L’opposizione: persi 70 giorni per spartire potere e poltrone

Il centrosinistra lancia accuse a presidente e maggioranza: «Basta con annunci e illusioni, vogliamo un ente operativo»
TERAMO. «La Provincia deve tornare a fare ciò che dice, e non dare solamente l’illusione del fare». Nel pieno dello scontro interno al centrodestra sulla riassegnazione delle deleghe, sul presidente Diego Di Bonaventura piombano anche le bordate dell’opposizione. La Casa dei Comuni, gruppo di centrosinistra, invoca un «ente operativo» che metta al bando gli annunci. Mauro Scarpantonio, Vincenzo D’Ercole, Graziano Ciapanna, Luca Pilotti ed Ernesto Iezzi rispediscono al mittente l’accusa di essere «attaccati alle poltrone», lanciata a Di Bonaventura, e rilanciano proprio sullo scontro in maggioranza per le deleghe.
incarichi sotto accusa
«Non siamo quelli del manuale Cencelli come detto dal fresco vice presidente Luca Frangioni a cui Di Bonaventura ha dovuto ricorrere impiegando 70 giorni per la spartizione di potere», contrattacca l’opposizione, «per separare l’edilizia scolastica dal dimensionamento scolastico, per la viabilità in coabitazione, con Frangioni che ha strappato la delega al Patrimonio perché vuole gestire pure gli immobili in affitto ma che non fanno parte del patrimonio e Luzii che pensando alla riconquistata delega al Pnrr, annuncia che ha già costruito un ufficio Pnrr 3.0».
impianti fermi e scuole
La Casa dei Comuni elenca, invece, una serie di incompiute.
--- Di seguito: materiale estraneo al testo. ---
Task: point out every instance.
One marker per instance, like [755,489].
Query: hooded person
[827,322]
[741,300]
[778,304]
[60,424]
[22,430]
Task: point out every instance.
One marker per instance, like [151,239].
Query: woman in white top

A partire dalla mancata riattivazione degli impianti di risalita ai Prati di Tivo. «L’aver detto, da parte del Presidente, che prima aprivano a dicembre, poi dopo la Befana e invece sono stati sempre chiusi ha illuso gli operatori», osserva l’opposizione, «e sugli edifici scolastici è evidente la bocciatura di Frangioni, l’unico a cui non è stata riconfermata la delega». Il centrosinistra ricorda i casi dell’Ipsia Marino per il quale sarebbero stati «persi tre anni e il relativo finanziamento» di oltre sette milioni di euro. «Si parla della scuola jolly, che doveva essere individuata entro ottobre, secondo il presidente», prosegue l’opposizione, «e invece ci troviamo ad oggi in cui la scelta ancora non è ufficiale: non ci sono somme disponibili e dobbiamo attendere l’approvazione del bilancio di previsione». Altri ritardi e inadempienze, sempre a detta di La Casa dei Comuni, hanno colpito poi i licei artistico, classico e scientifico.
Cantieri e viabilità
«I numeri non sono favorevoli al presidente anche se si occupa del bilancio», prosegue l’opposizione, «ha annunciato, in polemica con la Lega, che a marzo avremo 10 milioni di cantieri. Non ti crediamo e dalla lettura degli atti abbiamo opere cantierate solo per 1,13 milioni». Segue un elenco di opere avviate su strade in varie zone del territorio. «Se andiamo sulla viabilità sono emblematici gli stralci Anas, intesi come fondi per la ricostruzione dei danni a seguito della nevicata e del sisma», insiste l’opposizione, «gran parte dei lavori non sono iniziati e ne citiamo uno su tutte, la Sp 40 di Colledara finanziata nel 2018 per 5,2 milioni, dopo la chiusura nel 2017, il cui progetto esecutivo è stato solamente approvato il 3 giugno 2021: sono trascorsi otto mesi e ancora non inizia l’iter della gara e figuriamoci l’avvio dei lavori, intanto tutta la zona industriale vive il disagio di una strada chiusa». Sul ponte di Castelnuovo «o meglio il collegamento Cellino-Castelnuovo», fa sapere il centrosinistra, «racconteremo una storia a parte, perché negli atti si parla di stralcio funzionale e mai dell’intero collegamento». Il riferimento finale è alle prossime elezioni e alle parole del coordinatore della Lega Luigi D’Eramo: «Tranquilli siamo ai titoli di coda, ci ricorda qualcuno, mancano solo 240 giorni».